Simulated annealing for mathematical problems

We now want to focus on the features of simulated annealing which make it a successful method of extremization for many mathematical problems [2]. Consider an arbitrary function of several variables. If the function is simple enough and depends only on a small number of variables, there are very efficient exact numerical methods to find its local minima. They all are based on essentially the same principle. Pick initial values for each variable and compute the function. Change the variables slightly in such a way that the function value decreases. Repetition allows one to come arbitrarily close to a local minimum. Different algorithms have been invented to optimize the progress at each iteration for different classes of functions.

Whenever one of these methods is applicable, e.g. find the minimum of f (x) = x2, it usually works much better than simulated annealing, but there are several types of problems where there is virtually no alternative to simulated annealing. As it turns out, these exact algorithms are 'greedy' by design, that is given a starting point they greedily walk downhill (following the steepest descent) until they have found a local minimum. But if one is looking for a global minimum among many local ones, and if one does not know before-hand where to look for it, one will never find it. Simulated annealing does much better in finding at least an approximate solution to a global minimum since it allows uphill moves. Another area were exact numerical methods fail is when the function depends on a large number of variables. Finally, simulated annealing works equally well for non-differentiable (even discontinuous) functions while exact methods often require the existence of the derivative of the function.
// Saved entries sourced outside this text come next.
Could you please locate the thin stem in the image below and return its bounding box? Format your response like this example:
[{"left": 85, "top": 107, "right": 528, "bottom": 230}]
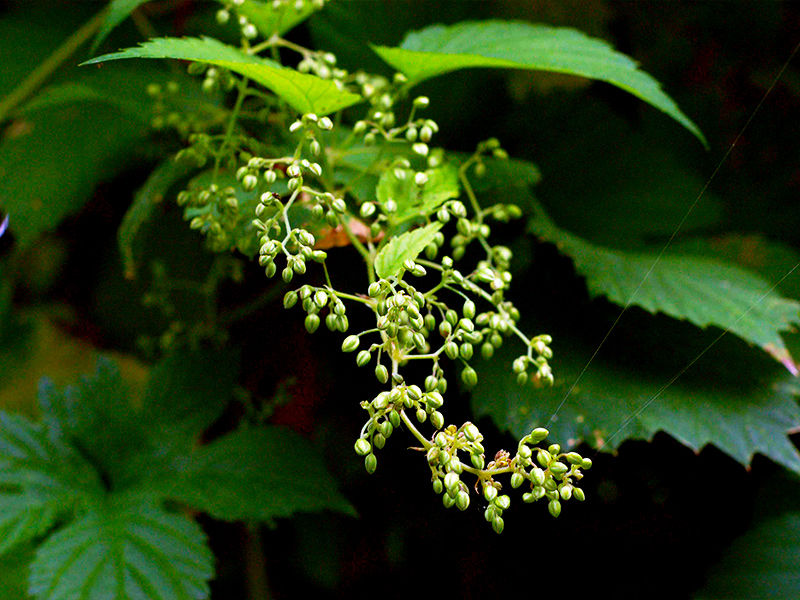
[
  {"left": 213, "top": 76, "right": 249, "bottom": 180},
  {"left": 0, "top": 7, "right": 106, "bottom": 122}
]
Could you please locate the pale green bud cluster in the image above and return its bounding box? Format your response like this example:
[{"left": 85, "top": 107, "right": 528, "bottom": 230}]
[{"left": 283, "top": 285, "right": 349, "bottom": 334}]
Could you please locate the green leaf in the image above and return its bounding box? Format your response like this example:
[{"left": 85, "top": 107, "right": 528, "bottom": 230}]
[
  {"left": 372, "top": 20, "right": 706, "bottom": 146},
  {"left": 694, "top": 473, "right": 800, "bottom": 599},
  {"left": 167, "top": 426, "right": 354, "bottom": 521},
  {"left": 92, "top": 0, "right": 151, "bottom": 53},
  {"left": 84, "top": 36, "right": 362, "bottom": 115},
  {"left": 694, "top": 513, "right": 800, "bottom": 599},
  {"left": 374, "top": 222, "right": 443, "bottom": 279},
  {"left": 233, "top": 0, "right": 318, "bottom": 37},
  {"left": 0, "top": 412, "right": 101, "bottom": 556},
  {"left": 29, "top": 500, "right": 213, "bottom": 600},
  {"left": 376, "top": 165, "right": 460, "bottom": 229},
  {"left": 118, "top": 158, "right": 197, "bottom": 279},
  {"left": 0, "top": 62, "right": 172, "bottom": 247},
  {"left": 529, "top": 206, "right": 800, "bottom": 372},
  {"left": 472, "top": 332, "right": 800, "bottom": 473},
  {"left": 0, "top": 543, "right": 35, "bottom": 599},
  {"left": 38, "top": 358, "right": 148, "bottom": 486}
]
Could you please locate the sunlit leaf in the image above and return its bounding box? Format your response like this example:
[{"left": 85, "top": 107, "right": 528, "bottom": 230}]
[
  {"left": 84, "top": 36, "right": 362, "bottom": 115},
  {"left": 232, "top": 0, "right": 318, "bottom": 37},
  {"left": 373, "top": 20, "right": 705, "bottom": 145},
  {"left": 29, "top": 501, "right": 213, "bottom": 600},
  {"left": 374, "top": 222, "right": 442, "bottom": 279},
  {"left": 376, "top": 164, "right": 459, "bottom": 229}
]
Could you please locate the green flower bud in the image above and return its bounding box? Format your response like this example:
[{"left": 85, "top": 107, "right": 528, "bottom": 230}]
[
  {"left": 439, "top": 321, "right": 452, "bottom": 337},
  {"left": 356, "top": 350, "right": 371, "bottom": 367},
  {"left": 354, "top": 438, "right": 371, "bottom": 456},
  {"left": 425, "top": 391, "right": 444, "bottom": 409},
  {"left": 470, "top": 453, "right": 485, "bottom": 469},
  {"left": 374, "top": 364, "right": 389, "bottom": 383},
  {"left": 373, "top": 433, "right": 386, "bottom": 449},
  {"left": 573, "top": 487, "right": 586, "bottom": 502},
  {"left": 565, "top": 452, "right": 583, "bottom": 465},
  {"left": 416, "top": 408, "right": 427, "bottom": 423},
  {"left": 516, "top": 372, "right": 529, "bottom": 386},
  {"left": 522, "top": 492, "right": 535, "bottom": 503},
  {"left": 445, "top": 310, "right": 458, "bottom": 326},
  {"left": 548, "top": 499, "right": 562, "bottom": 518},
  {"left": 530, "top": 427, "right": 549, "bottom": 443},
  {"left": 427, "top": 447, "right": 439, "bottom": 464},
  {"left": 492, "top": 516, "right": 504, "bottom": 534},
  {"left": 484, "top": 485, "right": 498, "bottom": 502},
  {"left": 532, "top": 485, "right": 546, "bottom": 500},
  {"left": 494, "top": 495, "right": 511, "bottom": 511},
  {"left": 463, "top": 299, "right": 476, "bottom": 319},
  {"left": 365, "top": 453, "right": 377, "bottom": 474},
  {"left": 510, "top": 472, "right": 524, "bottom": 489},
  {"left": 463, "top": 423, "right": 481, "bottom": 442},
  {"left": 481, "top": 342, "right": 494, "bottom": 360},
  {"left": 425, "top": 375, "right": 438, "bottom": 392},
  {"left": 379, "top": 420, "right": 393, "bottom": 438},
  {"left": 461, "top": 366, "right": 478, "bottom": 388},
  {"left": 389, "top": 410, "right": 401, "bottom": 428},
  {"left": 368, "top": 282, "right": 382, "bottom": 297},
  {"left": 456, "top": 490, "right": 470, "bottom": 511},
  {"left": 581, "top": 458, "right": 593, "bottom": 470},
  {"left": 548, "top": 443, "right": 561, "bottom": 455},
  {"left": 531, "top": 467, "right": 546, "bottom": 486},
  {"left": 304, "top": 314, "right": 320, "bottom": 333},
  {"left": 442, "top": 493, "right": 456, "bottom": 509},
  {"left": 431, "top": 411, "right": 444, "bottom": 430},
  {"left": 325, "top": 313, "right": 337, "bottom": 331},
  {"left": 342, "top": 335, "right": 360, "bottom": 352},
  {"left": 282, "top": 267, "right": 294, "bottom": 283},
  {"left": 536, "top": 450, "right": 552, "bottom": 468},
  {"left": 484, "top": 506, "right": 496, "bottom": 522},
  {"left": 550, "top": 462, "right": 569, "bottom": 477},
  {"left": 432, "top": 478, "right": 444, "bottom": 494},
  {"left": 559, "top": 483, "right": 573, "bottom": 500},
  {"left": 459, "top": 343, "right": 474, "bottom": 360},
  {"left": 283, "top": 291, "right": 298, "bottom": 309},
  {"left": 444, "top": 472, "right": 459, "bottom": 493},
  {"left": 444, "top": 341, "right": 459, "bottom": 360}
]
Perhaps the reader feels that already far too much as been said about the physical and mathematical background of simulated annealing. After all, consider the simple prescription for simulated annealing to find the minimum of a function of many variables that can be distilled from the above. Given is a space of configurations described by some variables and a function which assigns a number to each configuration. To approximate the global minimum we perform small random moves in configuration space. If the function decreases, we accept the move. If the function increases, we accept the move with a probability which decreases exponentially with the increase in the function and also decreases exponentially with the inverse of the temperature. The temperature is decreased according to our annealing schedule which should leave enough time for proper thermalization. The reason I gave so much background is that even though the procedure of simulated annealing may look trivial, it should not be underestimated.

We conclude this section with two examples from combinatorial optimization, which is in many ways similar to our goal, to analyze game trees. Simulated annealing has, as far as practical applications are concerned, solved the famous 'traveling salesman problem' [2,3]. The problem is to find the shortest path that connects N cities. The same type of problem arises when one wants to optimize the layout of integrated circuits, or in a phone system with several possibilities to locate the switches. This problem is an example for combinatorial optimization since the configuration space on which a function (length of path) is to be minimized is a discrete, factorially large space. In the traveling salesman problem, there are N! = N*(N - 1)*…*1 possibilities to make an ordered list of N cities. The computation time to find the solution by an exhaustive search increases exponentially with N, that is, the traveling salesman problem is NP-complete. Simulated annealing achieves a good approximation to the optimal solution in computing time which grows with N only as a small power of N. The procedure starts with an arbitrary path. Two types of local changes are performed. One move is to reverse the order of several cities which are next to each other on the path, and the other move is to remove several neighboring cities from the list and move them to a different position in the list.

For a second example see [4], where the problem is to find the arrangements of 25 playing cards in a 5x5 tableau such that the value of the rows, columns, and diagonals interpreted as hands for poker is maximized. Again, simulated annealing is successful and much faster and simpler than other methods.